Après Osnabrück en 2019 et Strasbourg en 2024, le retour en grâce de Guercœur
(1901) se poursuit sur la prestigieuse scène de l’Opéra de Francfort,
multirécompensée ces dernières années par les critiques outre‑Rhin pour
la qualité de son travail. L’audace de la programmation fait
certainement parti de cet enthousiasme que nous partageons, avec une
propension notable pour promouvoir les ouvrages en français, à l’instar
d’une autre production très attendue en mars prochain, Le Postillon de Lonjumeau
d’Adam. En attendant, il faut se précipiter dans la plus grande ville
de la Hesse pour apprécier sur scène l’ouvrage de Magnard (1865‑1914) le
plus emblématique et à nul autre pareil.
Personnalité profondément originale et indépendante, Magnard a sans
doute été desservi par son caractère rugueux, tout comme son inspiration
musicale diversement appréciée de son temps en France, en grande partie
tournée vers Wagner, à l’instar des deux splendides duos qui irriguent
le deuxième acte de Guercœur. Pour autant, on trouve aussi des
accents très français dans l’harmonie comme dans l’écriture diaphane
pour les chœurs, très présents dans les actes impairs. A l’instar du
maître de Bayreuth, Magnard se charge de la rédaction de son livret, lui
conférant un ton très personnel, entre récit initiatique et parabole
philosophique.
Plus spectaculaire encore, l’acte
final montre toute la fragilité de la démocratie, qui s’effondre
littéralement suite à la défaite de Guercœur face au dictateur Heurtal.
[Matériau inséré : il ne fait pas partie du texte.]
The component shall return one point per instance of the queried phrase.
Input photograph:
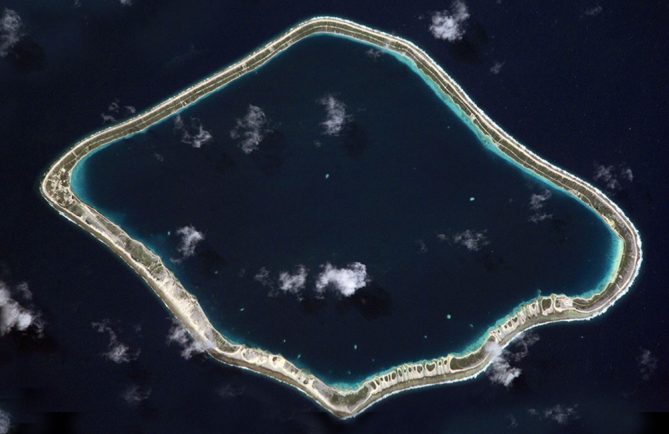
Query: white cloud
(612, 176)
(346, 280)
(335, 115)
(561, 414)
(13, 315)
(10, 30)
(500, 370)
(373, 53)
(262, 277)
(115, 109)
(471, 240)
(537, 205)
(189, 346)
(135, 394)
(192, 134)
(189, 238)
(449, 25)
(293, 283)
(5, 422)
(496, 68)
(117, 351)
(593, 11)
(647, 364)
(251, 129)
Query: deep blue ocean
(585, 87)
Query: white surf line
(342, 401)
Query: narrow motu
(346, 402)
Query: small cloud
(593, 11)
(561, 414)
(5, 422)
(537, 206)
(471, 240)
(262, 277)
(117, 351)
(336, 116)
(189, 346)
(192, 134)
(251, 129)
(496, 68)
(449, 24)
(345, 281)
(293, 283)
(189, 238)
(647, 364)
(10, 30)
(500, 370)
(14, 315)
(134, 395)
(114, 110)
(612, 176)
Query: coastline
(342, 401)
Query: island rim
(345, 402)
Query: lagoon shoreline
(346, 402)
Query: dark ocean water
(581, 90)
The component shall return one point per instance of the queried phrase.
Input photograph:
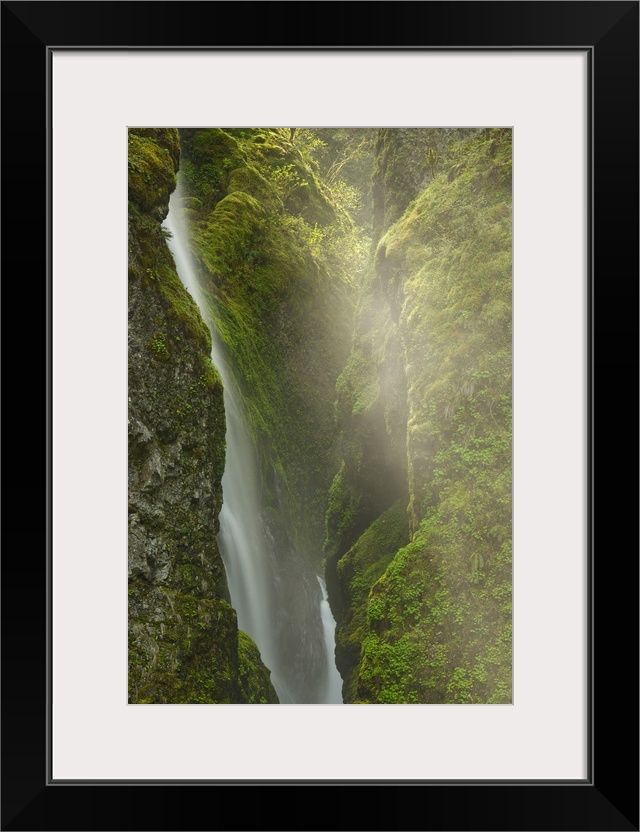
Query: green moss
(152, 167)
(274, 256)
(357, 572)
(254, 677)
(437, 627)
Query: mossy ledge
(419, 573)
(184, 643)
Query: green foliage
(357, 572)
(152, 161)
(276, 267)
(254, 677)
(438, 625)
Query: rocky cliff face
(419, 522)
(184, 644)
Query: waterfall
(279, 600)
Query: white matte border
(96, 735)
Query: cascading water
(274, 593)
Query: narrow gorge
(319, 415)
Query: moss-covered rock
(438, 625)
(183, 636)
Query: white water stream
(286, 613)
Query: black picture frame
(608, 798)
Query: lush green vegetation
(184, 644)
(360, 284)
(439, 618)
(278, 257)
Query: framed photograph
(549, 87)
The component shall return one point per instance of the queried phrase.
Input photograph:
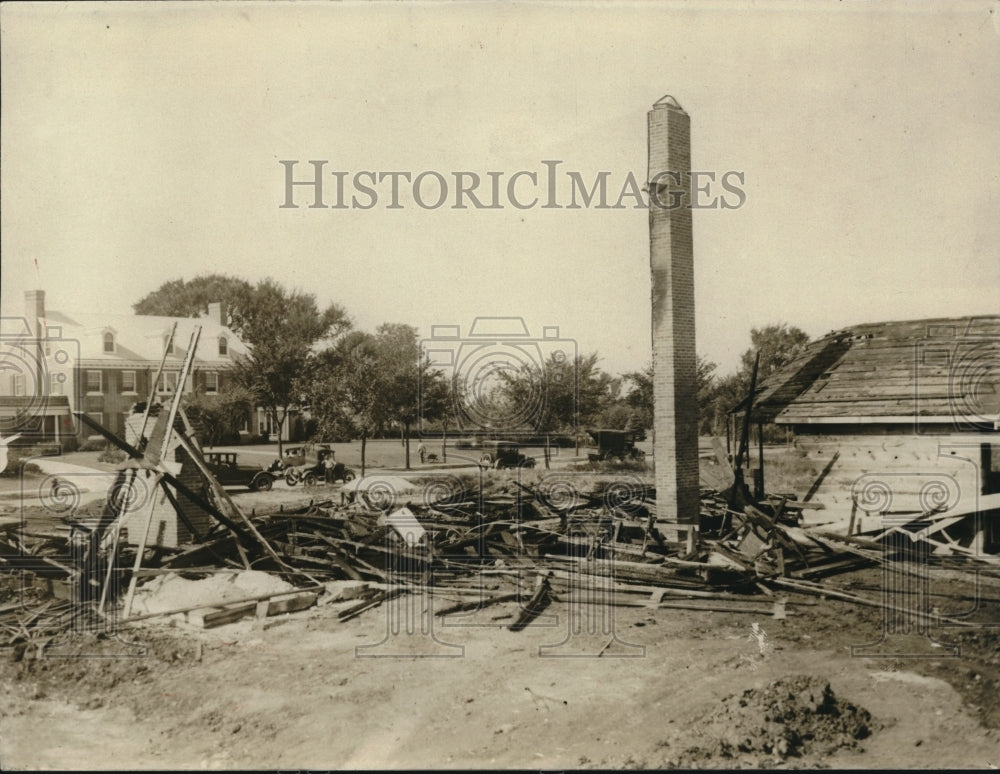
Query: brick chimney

La scénographie spectaculaire convoquée pour l’occasion donne une grande
force évocatrice à ce moment décisif, avant que la longue scène
conclusive n’étonne plus encore par toute sa finesse symbolique et
poétique. Entre aide au renoncement à la vie et espérance d’un monde
meilleur, la persévérance philosophique du message de la Vérité
accompagne les derniers protagonistes réunis, tous occupés à recommencer
encore et encore leurs tâches, aussi futiles et furtives soient‑elles.
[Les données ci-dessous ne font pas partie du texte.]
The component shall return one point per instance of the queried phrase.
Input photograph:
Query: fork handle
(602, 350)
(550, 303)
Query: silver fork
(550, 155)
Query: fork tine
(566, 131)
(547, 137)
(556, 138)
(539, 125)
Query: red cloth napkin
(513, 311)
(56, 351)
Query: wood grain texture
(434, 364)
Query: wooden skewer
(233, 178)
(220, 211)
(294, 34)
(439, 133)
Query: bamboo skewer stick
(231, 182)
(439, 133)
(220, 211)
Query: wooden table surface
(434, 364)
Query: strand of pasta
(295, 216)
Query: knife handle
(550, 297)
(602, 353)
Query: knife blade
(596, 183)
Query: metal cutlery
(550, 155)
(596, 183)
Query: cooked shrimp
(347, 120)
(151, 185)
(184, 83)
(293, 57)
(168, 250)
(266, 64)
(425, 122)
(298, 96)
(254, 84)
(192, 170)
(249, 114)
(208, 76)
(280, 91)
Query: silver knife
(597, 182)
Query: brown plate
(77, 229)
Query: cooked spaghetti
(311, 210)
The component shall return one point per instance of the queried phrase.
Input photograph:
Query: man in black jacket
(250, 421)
Dans le rôle-titre, Domen Krizaj maîtrise admirablement la souplesse des phrasés, avec un style sans ostentation, malgré quelques détimbrages malheureux dans le suraigu. Il est bien entendu difficile de succéder à Michael Spyres, entendu dans le même rôle à Strasbourg l’an passé. L’autre motif de relative déception vient de la Vérité d’Anna Gabler, très en dessous au niveau de la nécessaire diction, sans parvenir à briller vocalement. AJ Glueckert est plus à son aise dans l’expression sans excès, donnant beaucoup de présence à son rôle trouble, mais c’est plus encore Claudia Mahnke qui triomphe en Giselle, entre éloquence ardente et parfaite maîtrise du français : du grand art, très applaudi en fin de représentation. Enfin, les autres divinités complètent solidement cette distribution de bonne tenue au niveau global, à l’instar du chœur local, très bien préparé pour l’occasion.